Ama kapıdaki güvenlikleri farkedince durduk. " Bunları nasıl halledicez " dedim. Busede sırıtarak " o işi bana bırak " beni kenara çekti. Ve çantasındaki makyaz malzemelerini ve birde küçük ayna çıkardı.

Ben " ne bokluk yapıcan " dedim, gülerek. Busede " görürsün." Dedi. Ve kırmızı bir alıkla bir yanağını kırmızı yaptı. Ama sanki biri tokat atmışta kızarmış gibi olmuştu. Ve ayağına mor farla mora boyadı aynı morsrtmış gibi bende gülerek " vayyy ne cevherler varmış sende " busede gülümsedi. Ve saçlarımı dağıtmaya başladı.

Ve şuanki hali dayak yemiş bir kız gibiydi. Ve ayaklandı. Buse " sen şu ağacın arkasında benim işaretimi bekle ben oyunculuk becerilerine halledicem bu işi " bende onay verdim. Ve buse güvenlikleri doğru ilerlemeye başladı.

Ama topallayarak. Bu haline güldüm. 

Ve güvenlikleri yaklaştı. Güvenlikler buseyi farkedince kaşlarını çattı. Ve buseye doğru koşmaya başladılar. Ve bir güvenlik konuştu " ne oldu sana " buse ağlamaklık ses tonuyla " ba-ba na v-vur- dular " dedi. Güvenlikçiler teleşlı sesiyle " kim kim vurdu " buse yine ağlamaklık sesiyle " a-a-rka- ba-bah-çe-d-de kö -köş-şeye - sık-sıkı-ıştı-r-dı-dı-lar " ve güvenlikler buseyi en yakın banka oturttular ve arka bahçeye doğru koşmaya başladılar. Buse bana işaret yaptı ve ona doğru koşmaya başladım.

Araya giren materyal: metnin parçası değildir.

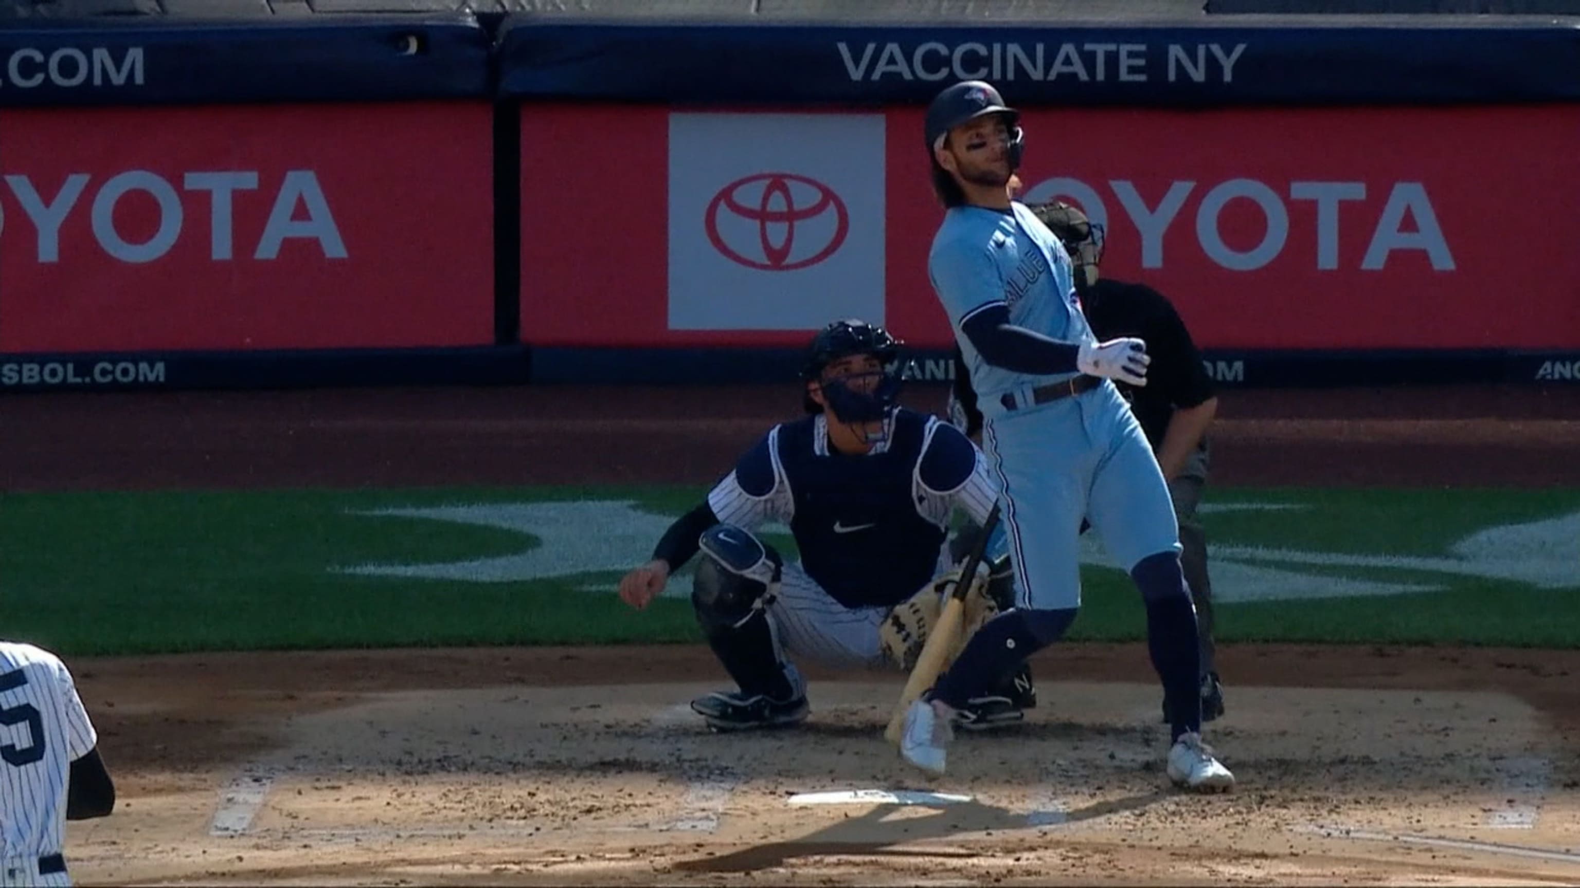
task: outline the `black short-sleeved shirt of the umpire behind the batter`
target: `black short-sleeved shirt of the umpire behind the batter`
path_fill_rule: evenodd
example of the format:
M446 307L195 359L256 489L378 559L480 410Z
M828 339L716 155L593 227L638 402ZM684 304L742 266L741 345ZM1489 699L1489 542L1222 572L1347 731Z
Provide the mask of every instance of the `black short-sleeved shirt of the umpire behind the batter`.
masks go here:
M1097 286L1082 295L1081 310L1098 341L1119 337L1146 340L1152 356L1147 384L1141 389L1123 382L1115 386L1157 450L1176 409L1193 408L1213 397L1212 378L1202 367L1190 330L1174 305L1147 284L1098 278Z

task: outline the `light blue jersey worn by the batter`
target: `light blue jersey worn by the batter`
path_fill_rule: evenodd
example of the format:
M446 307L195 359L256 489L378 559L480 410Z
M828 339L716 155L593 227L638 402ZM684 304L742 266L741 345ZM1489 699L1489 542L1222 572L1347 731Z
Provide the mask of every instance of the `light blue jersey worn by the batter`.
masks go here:
M951 209L934 235L927 277L954 325L980 403L997 401L999 395L1024 386L1068 379L1073 373L1036 376L986 363L962 333L973 314L1003 305L1016 327L1066 343L1093 341L1076 299L1070 256L1024 204L1011 204L1010 212Z

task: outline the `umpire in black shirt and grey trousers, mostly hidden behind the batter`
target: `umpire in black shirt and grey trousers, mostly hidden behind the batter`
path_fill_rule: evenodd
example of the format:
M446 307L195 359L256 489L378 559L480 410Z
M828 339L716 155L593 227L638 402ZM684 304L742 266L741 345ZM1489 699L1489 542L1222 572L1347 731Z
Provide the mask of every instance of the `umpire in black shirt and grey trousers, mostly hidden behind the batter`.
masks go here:
M1174 514L1180 528L1180 561L1191 597L1196 600L1196 624L1201 635L1201 717L1212 721L1223 714L1223 684L1213 662L1212 580L1207 575L1207 534L1196 507L1207 484L1207 428L1218 412L1218 397L1207 376L1201 352L1185 329L1179 311L1161 292L1147 284L1115 281L1098 275L1103 261L1103 226L1093 224L1079 209L1054 201L1030 205L1063 242L1074 262L1076 295L1098 341L1139 337L1147 343L1152 365L1147 386L1134 389L1115 382L1130 401L1136 420L1152 444L1163 477L1169 484ZM959 346L954 349L954 387L951 419L976 438L981 414L972 392ZM1168 703L1164 703L1164 719Z

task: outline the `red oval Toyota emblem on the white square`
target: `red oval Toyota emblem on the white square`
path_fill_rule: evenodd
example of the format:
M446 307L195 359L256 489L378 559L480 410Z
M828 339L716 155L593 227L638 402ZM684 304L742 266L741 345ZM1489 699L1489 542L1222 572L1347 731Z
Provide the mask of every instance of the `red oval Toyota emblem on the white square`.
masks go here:
M725 213L746 223L725 221L735 235L728 240L719 232ZM839 194L815 179L760 172L720 188L708 202L705 224L713 248L732 262L763 272L793 272L839 250L850 232L850 212Z

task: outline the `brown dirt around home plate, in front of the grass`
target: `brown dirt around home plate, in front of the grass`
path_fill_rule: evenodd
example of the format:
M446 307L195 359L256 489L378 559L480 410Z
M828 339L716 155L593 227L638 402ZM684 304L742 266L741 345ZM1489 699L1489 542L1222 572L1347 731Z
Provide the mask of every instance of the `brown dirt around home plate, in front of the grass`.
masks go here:
M716 687L690 646L96 660L79 678L123 801L73 825L71 860L92 883L1580 877L1580 653L1221 660L1229 796L1168 788L1138 645L1040 656L1033 717L962 736L931 784L880 736L897 676L812 670L807 725L722 736L683 706ZM867 795L796 804L831 792Z

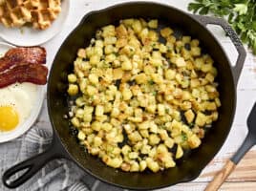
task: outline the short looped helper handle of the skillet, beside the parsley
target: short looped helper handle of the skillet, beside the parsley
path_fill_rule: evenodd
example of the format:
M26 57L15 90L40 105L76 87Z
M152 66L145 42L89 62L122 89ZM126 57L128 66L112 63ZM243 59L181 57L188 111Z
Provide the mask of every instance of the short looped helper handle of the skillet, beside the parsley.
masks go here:
M220 25L224 29L224 32L226 32L226 34L231 38L231 41L233 42L238 52L236 65L232 67L232 74L234 77L235 85L237 85L246 57L245 48L238 34L231 28L231 26L224 19L210 16L202 16L197 14L191 14L191 16L198 20L200 23L202 23L204 26L208 24Z

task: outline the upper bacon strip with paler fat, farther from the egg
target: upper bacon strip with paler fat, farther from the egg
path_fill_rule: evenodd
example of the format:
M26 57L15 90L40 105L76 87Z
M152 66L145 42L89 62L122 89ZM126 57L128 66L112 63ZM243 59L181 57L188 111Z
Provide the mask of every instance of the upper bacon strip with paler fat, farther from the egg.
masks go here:
M46 50L42 47L13 48L0 58L0 72L22 63L45 64Z

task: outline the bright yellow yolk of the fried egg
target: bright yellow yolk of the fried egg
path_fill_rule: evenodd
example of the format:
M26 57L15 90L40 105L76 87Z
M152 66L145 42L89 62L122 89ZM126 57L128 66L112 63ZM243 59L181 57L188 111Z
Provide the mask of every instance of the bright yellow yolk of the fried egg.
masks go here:
M0 106L0 131L11 131L18 123L18 113L13 107Z

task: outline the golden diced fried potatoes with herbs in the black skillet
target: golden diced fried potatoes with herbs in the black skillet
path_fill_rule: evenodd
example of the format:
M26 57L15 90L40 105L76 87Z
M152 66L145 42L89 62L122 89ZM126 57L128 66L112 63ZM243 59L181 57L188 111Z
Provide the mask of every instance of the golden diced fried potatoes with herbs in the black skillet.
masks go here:
M123 171L176 166L201 145L221 106L217 69L200 41L158 22L125 19L101 28L68 75L80 144Z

Ve konuştum " aferin lan sende bu cevherler olduğunu bilmiyordum" busede gülerek " öğrenmiş oldun " dedi. Ve kapıya doğru koşmaya başladık. Kapılar kilitliydi. Ve buseye baktım oda bana ve konuştum. " Atlamamız gerek " bunu derken atlıyordum. Fakat atlarken ses çıktı. Tayrımın biyeri yırtılmıştı. Ve aşağı atlayın nerenin yırtıldına baktım. Ve konuştum " Allah kahretsin." Kapının üstü demir teliydi ve onlar yırtmıştı.

Ben yırtılan yerle uraşırkan buse " ahhh" bende ne olduğuna baktım. Koşarak bacağı kesilmişti " bu telleri buraya Konya'nın Allah belasını versin " busenin bacağı kanıyordu. Bende kazanın altı beyaz gömlek ekliydi. ( Kıyafet vardı geçen bölümde ) o beyaz yeri harika bir şekilde yırttım. Ve çantamdan beçete çıkardım. Ve durumla biraz ıslattım. Ve busenin kanayan ayağındaki kanları temizledim canını acitmicak bir şekilde. Ve kazağımdan kolardığım şeyi busenin ayağına sardım.

Son olarak çantamdan okulda kullanılan bantlar bacağına sabitledim.

Busırada busenin beni izlediğini farkettim. Ve konuştum " iyimisin?" Buse bana ani bir hareketle sarıldı " iyiyim teşekkür ederim. " Bende satılmasına karşılık vererek " arkadaşlar bu günler içindir" dedim gülümseyerek ve ayrıldık. Gülümsedi ve ayağa kalkmasına yardım ettim. Yürüye biliyordu. Ama ben yinede koluna girdim.